Atendendo à particularidade do momento da vida do clube e até do ineditismo do caso que levou ao processo de rescisão, só levarei a sério a noticia do "regresso" de Bruno Fernandes quando ele for mesmo apresentado. Mas é uma oportunidade para reflectir sobre qual o procedimento adequado por parte do clube no sentido de melhor defender os seus interesses.
De todas as actuações a considerar a pior de todas seria não fazer nada e deixar cair para a litigância todos os processos. É que se é verdade que o Sporting pode obter a totalidade de decisões favoráveis em última instância, o contrário também o é, pelo que a tentativa de resolução pela negociação visaria a redução do risco de perder de uma parte substancial dos pilares da sua equipa da época transacta.
A situação assemelha-se a um jogo de poker e a possibilidade de fazer recuar um ou mais jogadores equivaleria ao virar de uma carta favorável entre várias outras que por ora estão no escuro e não se sabe quem favorecerão. Concorreria para a ideia de que as condições que levaram à rescisão foram excepcionais e estariam afastadas em definitivo. É isso que o regresso de Bruno Fernandes poderá representar e que significaria uma nova postura e novas abordagens pelos clubes que se venham a interessar pelos jogadores que decidiram rescindir.
Como é evidente os casos não são todos iguais. Não é por acaso que os jogadores de mais baixo salário, como Podence e Rafael Leão, tendem a ser os mais que mais rapidamente se definirão. Os seus futuros clubes também fazem contas como nós e devem ter entendido que o risco compensava face a uma penalização futura. A excepção aqui foi Rui Patrício, que quanto a mim se precipitou quer quanto ao timing quer quanto ao clube escolhido. Mas será também, a par de William e Bas Dost, dos jogadores com mais possibilidade de ver uma decisão final que o favoreça.
Há que considerar contudo que o Sporting não tem uma posição negocial confortável. Para todos os efeitos os jogadores deixaram de ser seus e terá que concorrer com outros clubes que estão nestes momentos a considerar a possibilidade de os contratar. Depois há também que levar em linha de conta que talvez à excepção precisamente de Bruno Fernandes, nenhum jogador se valorizou especialmente. E mesmo este acabou por passar pelo palco do Mundial praticamente sob anonimato, à semelhança de Patrício, William, Coates e Acuña.
Isto é, são jogadores interessantes a custo zero, mas nenhum clube se aproximará dos valores que, em circunstâncias normais, estariam dispostos a oferecer e que poderiam andar perto das cláusulas de rescisão. A semelhança com o jogar no escuro do poker aplica-se aqui também e a ambas as partes: ao Sporting, que joga com a possibilidade de ganhar e ser ressarcido de verbas importantes, mas sabes também que cada decisão desfavorável significará o inverso. Os clubes que venham a contratar os jogadores sabem o mesmo e jogam da mesma forma.

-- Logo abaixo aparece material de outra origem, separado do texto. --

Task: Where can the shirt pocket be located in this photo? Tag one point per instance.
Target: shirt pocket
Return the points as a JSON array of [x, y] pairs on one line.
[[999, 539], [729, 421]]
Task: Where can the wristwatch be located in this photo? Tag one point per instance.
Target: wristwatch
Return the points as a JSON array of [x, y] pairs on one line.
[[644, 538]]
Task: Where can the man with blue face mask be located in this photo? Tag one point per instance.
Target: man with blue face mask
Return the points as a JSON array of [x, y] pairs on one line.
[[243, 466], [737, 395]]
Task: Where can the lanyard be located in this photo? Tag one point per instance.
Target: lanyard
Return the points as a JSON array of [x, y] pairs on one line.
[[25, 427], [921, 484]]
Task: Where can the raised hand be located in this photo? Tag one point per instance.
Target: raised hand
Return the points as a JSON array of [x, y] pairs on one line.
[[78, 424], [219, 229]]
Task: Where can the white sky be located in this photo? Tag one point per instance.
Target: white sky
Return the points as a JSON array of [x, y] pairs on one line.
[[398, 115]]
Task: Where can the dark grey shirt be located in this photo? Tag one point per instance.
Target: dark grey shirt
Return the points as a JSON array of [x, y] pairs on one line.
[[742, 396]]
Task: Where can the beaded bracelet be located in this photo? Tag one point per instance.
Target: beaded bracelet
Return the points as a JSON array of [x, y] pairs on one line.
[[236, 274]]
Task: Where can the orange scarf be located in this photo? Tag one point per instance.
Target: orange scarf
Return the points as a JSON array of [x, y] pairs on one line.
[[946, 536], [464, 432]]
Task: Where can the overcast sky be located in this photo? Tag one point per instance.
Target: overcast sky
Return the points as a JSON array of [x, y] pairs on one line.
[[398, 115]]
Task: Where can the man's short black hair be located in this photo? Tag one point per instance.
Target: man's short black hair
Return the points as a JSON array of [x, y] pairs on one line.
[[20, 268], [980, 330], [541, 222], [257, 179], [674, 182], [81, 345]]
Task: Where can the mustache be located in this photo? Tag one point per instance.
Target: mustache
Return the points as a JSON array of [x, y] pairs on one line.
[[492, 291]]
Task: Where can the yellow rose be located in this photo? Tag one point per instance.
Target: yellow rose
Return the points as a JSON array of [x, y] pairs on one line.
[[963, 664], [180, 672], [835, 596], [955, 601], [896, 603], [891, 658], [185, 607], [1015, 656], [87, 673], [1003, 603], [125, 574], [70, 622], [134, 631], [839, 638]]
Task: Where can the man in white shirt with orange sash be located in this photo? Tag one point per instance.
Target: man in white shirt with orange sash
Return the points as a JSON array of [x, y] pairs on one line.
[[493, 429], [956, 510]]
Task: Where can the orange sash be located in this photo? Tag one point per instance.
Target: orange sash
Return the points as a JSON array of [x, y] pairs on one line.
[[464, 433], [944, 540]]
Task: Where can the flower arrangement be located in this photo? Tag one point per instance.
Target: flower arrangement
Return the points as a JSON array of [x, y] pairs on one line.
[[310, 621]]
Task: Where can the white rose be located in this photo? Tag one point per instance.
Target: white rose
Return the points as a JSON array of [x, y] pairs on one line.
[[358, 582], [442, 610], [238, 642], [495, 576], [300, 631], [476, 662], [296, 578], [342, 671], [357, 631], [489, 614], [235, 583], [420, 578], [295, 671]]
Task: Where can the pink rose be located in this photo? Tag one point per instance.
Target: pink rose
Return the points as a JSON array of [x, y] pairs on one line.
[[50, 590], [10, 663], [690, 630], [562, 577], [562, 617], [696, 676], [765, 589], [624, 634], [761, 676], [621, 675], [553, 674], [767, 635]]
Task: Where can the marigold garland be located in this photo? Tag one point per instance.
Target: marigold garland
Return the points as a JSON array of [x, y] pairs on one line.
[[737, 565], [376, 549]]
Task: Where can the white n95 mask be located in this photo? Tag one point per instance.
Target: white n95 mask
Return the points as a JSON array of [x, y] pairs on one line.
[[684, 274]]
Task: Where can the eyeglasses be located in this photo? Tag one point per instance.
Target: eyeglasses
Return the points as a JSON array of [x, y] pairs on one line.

Desta forma é claro que andaremos longe dos negócios ideais ou mesmo de negócios que perspectivávamos ainda há pouco tempo. Daí que acordos como o que parece estar prestes a acontecer com Bruno Fernandes, revertendo a rescisão, são os ideais porque permitem ao clube vir a negociar no futuro numa posição de maior conforto e autoridade, sem estar sujeito a pressões ou ao espectro de uma decisão desfavorável e tudo o que ela acarretaria.
O que é dito no parágrafo acima é válido em qualquer circunstância. Isto é, mesmo que o anterior CD estivesse ainda em funções. Foi isso que Carlos Vieira reconheceu de forma implícita
na entrevista que deu ao DN, nem sequer negando a existência de negociações. Porém, pessoalmente não acredito que com aquele executivo houvesse retrocesso nas rescisões por razões óbvias.
Há outro factor de monta a concorrer para a negociação mesmo que de jogadores que não queiram regressar. O modelo de governação que tem estado em vigor na SAD obriga à venda de regular de activos para o equilíbrio das contas. Como é reconhecido na mesma entrevista por Carlos Vieira. Tal assentimento nem era necessário por ser uma evidência em todos os clubes e que a reconhecida falta de liquidez confirmava.
Fica apenas mais uma nota pessoal: não vejo com bons olhos o aproveitamento das rescisões para obtenção de melhorias contratuais. Mas também não veria com bons olhos as alternativas. Infelizmente o Sporting tem responsabilidades na situação em que se deixou cair por erros e omissões e inevitavelmente sofre agora as consequências. Independentemente do imprescindível apuramento de todas as responsabilidades e de lutar até ao último cêntimo pelo que é seu de direito, foram erros que foram nossos e que seremos nós a ter que saber sair deles mais fortes e melhor preparados.